Oscar Murillo cambió los oleos por el masmelo y el chocolate. En su ultima exposición no hay Yuka, Maiz, Mango ni Tamales pintados en lienzos gigantes sino cientos de chocmelos empacados en bolsitas plateadas y etiquetados con la popular Happy Face (cara feliz amarilla). La galería de arte David Zwirner de Nueva York se convirtió en una replica de la fábrica Colombina productora de este tradicional mecato colombiano. Una empresa creada en La Paila, el pueblo natal de Murillo, donde trabajaron sus padres y probablemente él, si de niño no hubiera salido de allí a limpiar pisos en Londres.

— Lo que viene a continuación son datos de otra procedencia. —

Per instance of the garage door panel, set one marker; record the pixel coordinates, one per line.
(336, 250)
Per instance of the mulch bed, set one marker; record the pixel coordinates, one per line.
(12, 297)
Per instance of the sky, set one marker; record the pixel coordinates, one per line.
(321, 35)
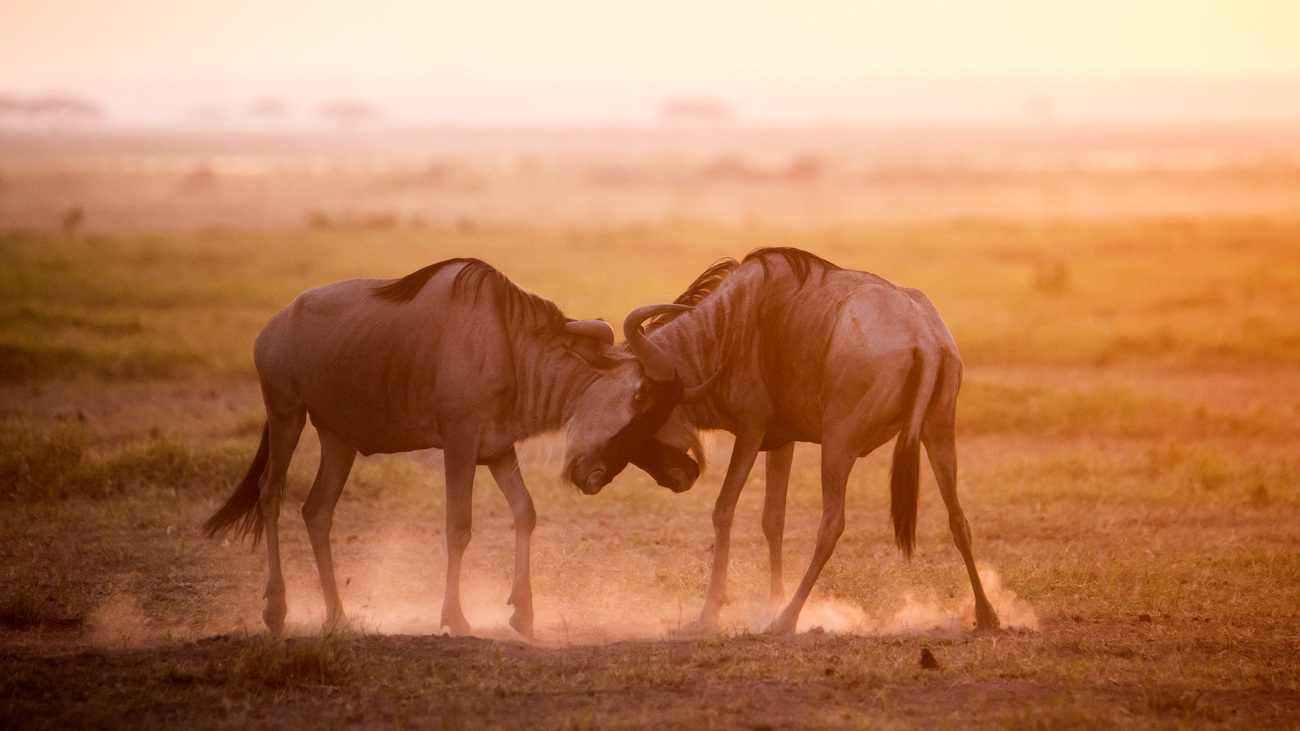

“El sabor es infinito” es lo primero que ven los que entran a este espacio en el barrio Chelsea, un lugar donde se respira chocolate. Quienes trabajan aquí son los tíos, primos y amigos del artista, empleados de Colombina que han heredado este empleo de sus papás, abuelos y posiblemente bisabuelos. En La Paila, trabajar en Colombina es una tradición generacional, 2500 personas de las 10 mil que habitan el pueblo cañero laboran en esta empresa productora de golosinas. Una compañía que a lo largo de 100 años ha construido una comunidad alrededor de su marca, una familia a la que muchos dicen pertenecer con orgullo y a la que Murillo le regala un lugar importante en su biografía. Colombina fue la inspiración de esta obra en la que busca aproximar sus raíces vallecaucanas a la realidad de las grandes capitales, una realidad que conoció a los 10 años cuando salió de su pueblo.
Trece obreros vestidos con guardapolvos blancos, cofias y mascarillas elaboran los chocmelos con la misma receta, ingredientes, técnica y control de calidad que se hace en La Paila. Trece personas que nunca habían salido de Colombia y viajaron desde el Valle del Cauca hasta Nueva York para darle vida a la última idea de su amigo Óscar. Una experiencia que se construye hablando con los trabajadores, mordiendo el chocolate crujiente que cubre el esponjoso masmelo blanco y observando la sofisticada máquina alemana que elabora esta línea de bombones populares.
Por eso quienes cruzan las cortinas azules de plástico que dan la bienvenida a esta pequeña planta de producción se encuentran con el mundo de Murillo y la fábrica de chocolates. Una locomotora de producción en masa que así como Willy Wonka convirtió en una fantasía de azúcar, Murillo ahora lo hace realidad con los dulces que muchos niños colombianos llevan en sus loncheras. "No hubiera podido usar otra marca como Cadbury porque no tengo nada que ver con ella", dice el artista reafirmando una vez más que el origen de lo que hace está en La Paila.
Cajas de cartón, cajones de madera, un cartel con las normas de seguridad, una cinta transportadora y el logo de Colombina dan vida a “Una novela mercantil” el nombre que Murillo ha elegido como apología a las historias que han nacido dentro de los pasillos de esta compañía. Cerca a la entrada de la galería cuatro pantallas muestran la producción de los chocmelos que se intercambian con escenas de los trabajadores explorando Manhattan. En una de las paredes hay una fotografía ampliada de su mamá durmiendo una siesta en el trabajo, y en la otra está el certificado de empleo de su papá enmarcado en tamaño original. La instalación consiste en ver como los empleados empapan uno a uno los masmelos en el chocolate, luego a través de una cinta transportadora estos pasan por una enfriadora y finalmente caen en una caja metálica en el centro del salón. Un proceso que el 14 de junio cuando se cierren las puertas se habrá repetido siete mil veces.
Esta es la primera vez que Oscar Murillo hace una exposición individual en Estados Unidos y no fue con una colección de multimillonarias obras sino con un experimento sin pretensiones. Un producto que no busca reventar las campanas de Sotheby’s ni Christie’s como lo ha venido haciendo con sus cuadros, sino poner a sonar el nombre del colombiano en una de las plazas más difíciles: Nueva York. Una exposición audaz que nadie se había atrevido a hacer y que no pretende abrir un debate sobre el comercio y la globalización sino sobre las relaciones sociales, las raíces y la migración.
Yo no soy una estrella”, dijo Oscar Murillo mientras firmaba autógrafos en la inauguración de la exposición. Sin duda hay quienes creen que haber logrado las ventas del vallecaucano a los 28 años es sinónimo de fama, una percepción que se ratifica con esta obra que ciertamente es un éxito para el artista y la galería. Haber creado una exposición de la que todos pueden salir con un pedazo del arte en el bolsillo es un total acierto, más aún, cuando la prensa especula que el fenómeno Murillo es una burbuja a punto de reventar. Probablemente con esto pierda el estigma del Basquiat colombiano y logre estabilizar esa imagen inflada producto de las subastas multimillonarias.